10日の会見で、管総理は2030年までに総電力に占める原子力発電の割合を50%以上とする政府のエネルギー基本計画を白紙に戻して議論すると発表しました。
再生可能な自然エネルギーと、エネルギーを使わない省エネ社会を構築するとの考えですが、エネルギー政策の根本的な見直しは、将来の方向性を大きく変えてしまう、ものすごい発言です。
こういった発言が実現されると仮定するといったいどんな社会がうまれるでしょうか?
全体のことは大きすぎますが、アパート関連での状況変化を考えてみます。
エネルギー問題が個人レベルの経済問題と絡んでくると事はおおごとです。
例えば、太陽光発電などの電力が高く買われるようになるかわりに、通常の電気料金が高くなったりすると住まい手にとって「電気を食う住まい」は、遠慮されるようになります。

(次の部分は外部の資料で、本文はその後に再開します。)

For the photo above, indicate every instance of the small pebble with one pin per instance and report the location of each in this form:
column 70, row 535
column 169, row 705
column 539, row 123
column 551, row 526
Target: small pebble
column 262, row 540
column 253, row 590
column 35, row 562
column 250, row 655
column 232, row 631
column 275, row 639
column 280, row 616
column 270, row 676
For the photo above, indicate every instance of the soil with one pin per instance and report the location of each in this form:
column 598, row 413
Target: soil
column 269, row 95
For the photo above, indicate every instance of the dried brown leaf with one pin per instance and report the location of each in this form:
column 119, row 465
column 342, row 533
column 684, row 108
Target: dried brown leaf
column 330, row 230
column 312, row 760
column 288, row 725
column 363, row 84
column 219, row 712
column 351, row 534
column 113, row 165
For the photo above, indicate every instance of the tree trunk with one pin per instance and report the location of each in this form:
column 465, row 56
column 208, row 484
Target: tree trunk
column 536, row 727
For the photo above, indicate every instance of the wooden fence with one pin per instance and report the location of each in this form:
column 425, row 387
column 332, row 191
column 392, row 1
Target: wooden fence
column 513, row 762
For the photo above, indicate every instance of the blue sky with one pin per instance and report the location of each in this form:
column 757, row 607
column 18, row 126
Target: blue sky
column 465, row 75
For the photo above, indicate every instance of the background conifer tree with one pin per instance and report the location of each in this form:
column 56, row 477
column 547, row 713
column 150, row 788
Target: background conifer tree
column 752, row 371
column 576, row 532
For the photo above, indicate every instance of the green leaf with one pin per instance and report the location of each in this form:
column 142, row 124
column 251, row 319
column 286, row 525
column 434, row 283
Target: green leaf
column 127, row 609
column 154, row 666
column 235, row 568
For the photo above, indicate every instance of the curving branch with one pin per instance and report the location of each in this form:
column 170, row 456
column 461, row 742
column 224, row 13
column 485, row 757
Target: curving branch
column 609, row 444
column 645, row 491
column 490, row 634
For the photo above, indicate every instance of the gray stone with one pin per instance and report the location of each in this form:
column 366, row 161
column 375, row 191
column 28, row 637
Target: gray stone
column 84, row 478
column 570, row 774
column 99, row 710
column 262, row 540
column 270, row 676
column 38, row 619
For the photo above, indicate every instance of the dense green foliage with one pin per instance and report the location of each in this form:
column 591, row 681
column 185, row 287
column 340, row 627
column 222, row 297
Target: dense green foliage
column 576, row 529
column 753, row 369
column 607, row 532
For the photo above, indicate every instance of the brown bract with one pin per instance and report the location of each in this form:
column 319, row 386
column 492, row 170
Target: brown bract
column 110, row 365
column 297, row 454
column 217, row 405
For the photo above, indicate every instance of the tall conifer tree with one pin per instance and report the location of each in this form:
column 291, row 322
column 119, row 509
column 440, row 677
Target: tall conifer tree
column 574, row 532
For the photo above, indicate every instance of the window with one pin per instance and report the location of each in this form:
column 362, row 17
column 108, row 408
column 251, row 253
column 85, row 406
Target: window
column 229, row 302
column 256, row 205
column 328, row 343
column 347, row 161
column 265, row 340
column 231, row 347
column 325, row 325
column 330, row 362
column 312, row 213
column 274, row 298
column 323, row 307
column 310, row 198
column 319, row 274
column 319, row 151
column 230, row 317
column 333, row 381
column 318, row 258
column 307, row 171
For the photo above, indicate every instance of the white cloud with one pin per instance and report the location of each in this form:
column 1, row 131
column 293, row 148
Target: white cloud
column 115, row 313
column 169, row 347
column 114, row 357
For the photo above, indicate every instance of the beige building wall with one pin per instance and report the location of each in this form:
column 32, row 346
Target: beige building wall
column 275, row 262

アパート物件を借りる人は、これまでは全く気にしなかった物件の省エネ性能、断熱性能や二重サッシかどうか、などを気にするようになるかもしれません。
借り手のニーズが、これまではオートロックがついているか、追いだき機能があるか、などが物件の付加価値となっていたものが、断熱性のはどうか(ランニングコストは?)に変わるとなると、提供者は住まい手のニーズに対応せざるを得なくなり、対応できない物件は競争優位を獲得できなくなります。
しかし一方で建物のようなハードは、なかなかそういった機能を追加しにくいものです。エコリフォームはチャンスかもしれません。
また、これまで太陽光発電をとりつけるアパートは、オール電化とワンセットでしたが、今後は蓄電機能を充実させ、電気代が不要な物件としてPRするようになるかもしれません。
そよ風の設置も増えるかもしれませんね。
これから引っ越しなどで物件をお探しの方は、ぜひ部屋の省エネ対策について聞いてみてください。照明などは対策しているかもしれませんが、断熱などにはほとんど対応していないと思います。
ニーズのないところに対応はしづらい、がビジネスの定石ですが、一方で建物は一度建てたら20〜30年は変更しにくいですので、こういったルール変更に伴うニーズの変化については敏感になっておく必要があるでしょう。